Commons : Julian Schwinger  - Collection of images, videos and audio files

Individual evidence

  1. Burt A. Folkart: Obituaries - Julian Schwinger; Nobel Physicist, Professor at Harvard and UCLA . In: Los Angeles Times . July 19, 1994 ( Julian Schwinger; Nobel Physicist, Professor at Harvard and UCLA [accessed February 5, 2018]).

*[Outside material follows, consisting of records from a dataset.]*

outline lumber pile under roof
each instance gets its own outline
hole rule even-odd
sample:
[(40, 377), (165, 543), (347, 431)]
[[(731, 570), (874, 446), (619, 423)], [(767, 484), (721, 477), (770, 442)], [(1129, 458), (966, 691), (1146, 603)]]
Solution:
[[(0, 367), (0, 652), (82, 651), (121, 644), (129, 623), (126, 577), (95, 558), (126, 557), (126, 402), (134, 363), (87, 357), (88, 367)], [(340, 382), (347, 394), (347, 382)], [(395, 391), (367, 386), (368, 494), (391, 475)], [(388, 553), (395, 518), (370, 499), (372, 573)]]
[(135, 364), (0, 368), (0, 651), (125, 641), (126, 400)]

  2. Physical Review , Volume 115, 1959
  3. published in Lawrence Biedenharn , van Dam “Selected Papers on the Quantum Theory of Angular Momentum”, Academic Press 1965
  4. Annals of Physics , Volume 2, 1957, p. 407
  5. Physical Review , Volume 82, 1951, p. 664.See Bertlmann: Anomalies in Quantum Field Theory , Clarendon Press 1996, p. 2
  6. ^ J. Zinn-Justin: Quantum Field Theory and Critical Phenomena , ISBN 0-19-851873-0
  7. ^ Members of the American Academy. Listed by election year, 1900–1949 (PDF). Retrieved October 11, 2015
  8. ^ Member Directory: Julian Schwinger. National Academy of Sciences, accessed December 10, 2015 (Biographical Memoir by Paul C. Martin and Sheldon L. Glashow ).